Originally Posted by
wizard
First off, it is precisely that I wish to discuss the far more acute and far more threatening issue of Wilders's insane policy plans and statements that I am intellectual, instead of getting sidetracked musing about his psychological makeups or traumas as a child. You don't need to go that deep to find reasons to oppose and ridicule the man.
Then please do discuss Wilders' insane plans etc. There is no need to accept the hardright's anti-intellectual notion that any debate which does not focus on 'Muslims Muslims Muslims' is sidetracking or avoiding the issues or is said with covert intentions of stifling debate or ridiculing Wilders and his followers.
Secondly, the man is not a pied-noir. If such a societal group comparable with that one even exists in Holland, it is most certainly not the Indo people
This is not what the antropologist Van Leeuwen says:
But more than anything, he [Wilders] was defined by his Indo-roots, she says. Indonesia was a Dutch colony until 1949 and many mixed-race people moved to the Netherlands after the Indonesian independence. Van Leeuwen describes how these people were put in the same 'cultural minority' box with labour immigrants from Turkey and Morocco, whom they felt no connection to at all. More so, they had always felt very patriotic about the Netherlands and harboured strong sentiments against Islam, the dominant religion in their motherland.

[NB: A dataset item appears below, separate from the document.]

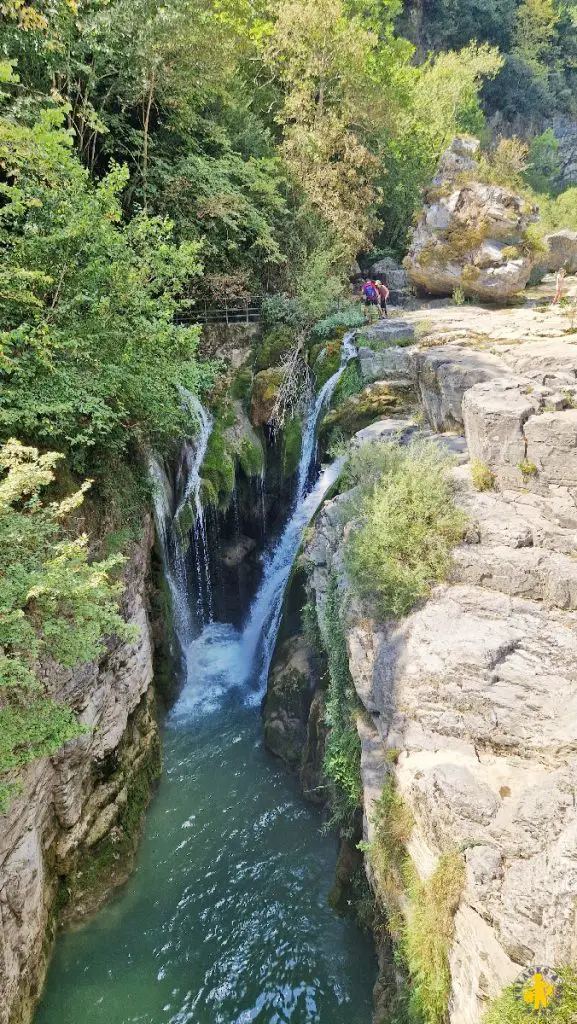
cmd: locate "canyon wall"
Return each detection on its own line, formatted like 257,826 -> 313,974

Van Leeuwen explains how this group has long been part of extreme-right movements (many supported the Dutch Nazi party NSB in Indonesia in the 1930s) while others belonged to the far-right of the right-wing liberal party VVD. She puts Wilders' statements in the conservative and colonial tradition of this group, which strongly believed in patriotism and "European values".

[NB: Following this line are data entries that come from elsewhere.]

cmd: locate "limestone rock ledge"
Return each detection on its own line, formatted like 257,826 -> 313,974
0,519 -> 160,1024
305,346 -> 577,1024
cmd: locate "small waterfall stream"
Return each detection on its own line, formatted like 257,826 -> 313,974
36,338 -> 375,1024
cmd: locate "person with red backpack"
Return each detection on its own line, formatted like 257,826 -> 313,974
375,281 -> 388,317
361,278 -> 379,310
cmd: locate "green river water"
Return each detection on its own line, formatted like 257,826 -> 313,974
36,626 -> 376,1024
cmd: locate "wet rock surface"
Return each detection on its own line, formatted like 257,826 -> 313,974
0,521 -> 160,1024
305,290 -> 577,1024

Andres and Seamus were discussing Wilders hair. It is the most outrageous haircut in international politics. What, I wondered, drives a man to have hair like this if he wishes to be taken seriously? The answer is surprising. It is the object of study, which I linked to.
It is all very interesting and I am a bit dismayed that it should be brushed aside by Wilders' followers as nothing but a beastly leftist attack, or by his opponents that it had better be left unmentioned.
Why do the Dutch posters here get their knickers in a twist over my drawing attention to this side of Wilders? Because the subject is fraught with taboo in Dutchiestan:
Van Leeuwen's analysis goes beyond the personal level: "The fact that Wilders obviously operates in a post-colonial political dimension, without it being recognised, says a lot about how the Netherlands dealt with, and still deals with the colonial past. Keep quiet, deny, forget and look the other way have been the motto for decades. Because of that, no one could imagine that what happened in Indonesia 50 years ago could still have its impact on modern-day politics."
With this level of public debate, small wonder Wilders is about to become the biggest party in the Netherlands.